Thursday, September 01, 2005

When parental involvement is maybe a bad idea …

You've seen, as it's been commented upon a number of places, the New York Times reporting on the recent poll results. Almost two-thirds of the respondents (64 % of what is presumably a representative sample of Americans) think creationism should be taught with evolution in public schools. In science class (because you don't teach religion in the public schools). And, 38% said creationism should be taught instead of evolution (though perhaps these respondents also think that the public schools ought to require religion classes, too).

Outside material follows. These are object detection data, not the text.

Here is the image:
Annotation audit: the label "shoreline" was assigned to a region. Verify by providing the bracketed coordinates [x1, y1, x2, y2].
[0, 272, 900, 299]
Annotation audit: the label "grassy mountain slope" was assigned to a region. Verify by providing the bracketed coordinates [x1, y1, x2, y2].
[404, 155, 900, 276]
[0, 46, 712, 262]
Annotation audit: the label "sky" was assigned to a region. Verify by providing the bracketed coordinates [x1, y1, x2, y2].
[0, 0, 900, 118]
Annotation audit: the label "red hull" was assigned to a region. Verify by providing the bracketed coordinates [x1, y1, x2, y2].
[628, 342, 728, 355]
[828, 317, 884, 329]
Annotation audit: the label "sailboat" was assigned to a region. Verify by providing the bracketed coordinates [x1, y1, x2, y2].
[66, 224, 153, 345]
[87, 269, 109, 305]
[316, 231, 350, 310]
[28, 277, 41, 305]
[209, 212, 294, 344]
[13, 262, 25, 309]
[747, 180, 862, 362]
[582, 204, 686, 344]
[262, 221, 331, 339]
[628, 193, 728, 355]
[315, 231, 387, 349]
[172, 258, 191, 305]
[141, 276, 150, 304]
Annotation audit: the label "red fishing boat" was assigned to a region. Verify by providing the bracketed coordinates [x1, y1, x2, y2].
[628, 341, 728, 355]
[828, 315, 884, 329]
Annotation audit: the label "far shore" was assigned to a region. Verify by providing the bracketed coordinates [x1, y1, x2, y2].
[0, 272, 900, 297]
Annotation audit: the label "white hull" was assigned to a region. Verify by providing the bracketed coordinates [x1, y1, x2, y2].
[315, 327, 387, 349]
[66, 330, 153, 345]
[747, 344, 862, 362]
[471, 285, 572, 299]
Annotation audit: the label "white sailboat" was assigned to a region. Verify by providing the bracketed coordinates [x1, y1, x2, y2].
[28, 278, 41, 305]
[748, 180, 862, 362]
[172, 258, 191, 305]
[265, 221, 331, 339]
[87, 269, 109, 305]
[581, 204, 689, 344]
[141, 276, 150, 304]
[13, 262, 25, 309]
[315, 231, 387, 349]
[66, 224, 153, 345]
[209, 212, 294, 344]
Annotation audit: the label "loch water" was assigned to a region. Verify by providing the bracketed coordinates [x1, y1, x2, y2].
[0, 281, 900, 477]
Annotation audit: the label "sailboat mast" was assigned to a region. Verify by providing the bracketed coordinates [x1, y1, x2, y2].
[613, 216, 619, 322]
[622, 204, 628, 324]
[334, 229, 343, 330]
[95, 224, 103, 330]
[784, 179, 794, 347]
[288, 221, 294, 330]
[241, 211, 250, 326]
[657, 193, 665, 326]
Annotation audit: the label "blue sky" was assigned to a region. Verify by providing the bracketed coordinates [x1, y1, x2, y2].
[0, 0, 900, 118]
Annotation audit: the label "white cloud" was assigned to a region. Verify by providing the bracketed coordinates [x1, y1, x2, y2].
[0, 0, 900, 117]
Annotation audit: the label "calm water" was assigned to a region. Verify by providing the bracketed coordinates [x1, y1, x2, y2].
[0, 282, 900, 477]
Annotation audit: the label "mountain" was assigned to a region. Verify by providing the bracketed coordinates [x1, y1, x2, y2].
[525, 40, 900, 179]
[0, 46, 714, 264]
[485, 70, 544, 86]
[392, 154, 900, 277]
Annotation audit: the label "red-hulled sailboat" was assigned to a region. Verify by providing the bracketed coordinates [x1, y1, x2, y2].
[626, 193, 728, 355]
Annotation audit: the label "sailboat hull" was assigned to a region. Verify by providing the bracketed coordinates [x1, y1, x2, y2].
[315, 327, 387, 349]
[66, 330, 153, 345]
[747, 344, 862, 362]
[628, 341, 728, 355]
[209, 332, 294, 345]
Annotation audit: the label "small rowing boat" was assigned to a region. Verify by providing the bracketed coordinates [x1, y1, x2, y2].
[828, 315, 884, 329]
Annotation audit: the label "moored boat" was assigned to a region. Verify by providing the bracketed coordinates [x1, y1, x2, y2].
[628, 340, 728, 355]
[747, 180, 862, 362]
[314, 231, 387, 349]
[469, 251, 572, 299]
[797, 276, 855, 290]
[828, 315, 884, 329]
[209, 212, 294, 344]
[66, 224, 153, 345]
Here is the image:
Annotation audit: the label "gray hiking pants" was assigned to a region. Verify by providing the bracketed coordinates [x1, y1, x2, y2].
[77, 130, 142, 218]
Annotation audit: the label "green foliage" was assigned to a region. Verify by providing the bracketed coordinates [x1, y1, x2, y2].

The question of the hour: Should the average American set the science curriculum for the public schools? If so, what would it look like?

Over at Philosophy of Biology, in a comment that is a thing of beauty, Roberta Millstein illuminates the dangers of democratically designed science curricula by helping us remember just how scientifically, um, differently abled your average American is. She presents a 6 item science quiz. Administer it to your friends, your neighbors, your students, your employer. Grade them. (If you need an answer key, I'm certain Roberta can provide one. If you ask me for help, you'll likely get 20 minutes of the Socratic method ... just like Dad used to do when I asked him a question about my chem homework.) Tally the scores. Weep.

As Roberta writes, "Given that most Americans cannot answer basic science questions correctly, are they really in a position to be determining what ought to be taught in a science classroom?"

There are a few issues that form an interesting confluence here:

1. What kind of knowledge does the average American have (in this particular case, about scientific theories and scientific explanations of various bits of our world)?
2. What kind of knowledge does the average American value -- what knowledge does s/he wish s/he had even if s/he never actually got that knowledge in school?
3. What, really, do we want our public schools to accomplish (in particular, by teaching science)?
4. What are the dangers of cutting scientists out of the decision about what science gets taught in public school?
5. What are the dangers of cutting the parents out of the decision about what science gets taught in public school?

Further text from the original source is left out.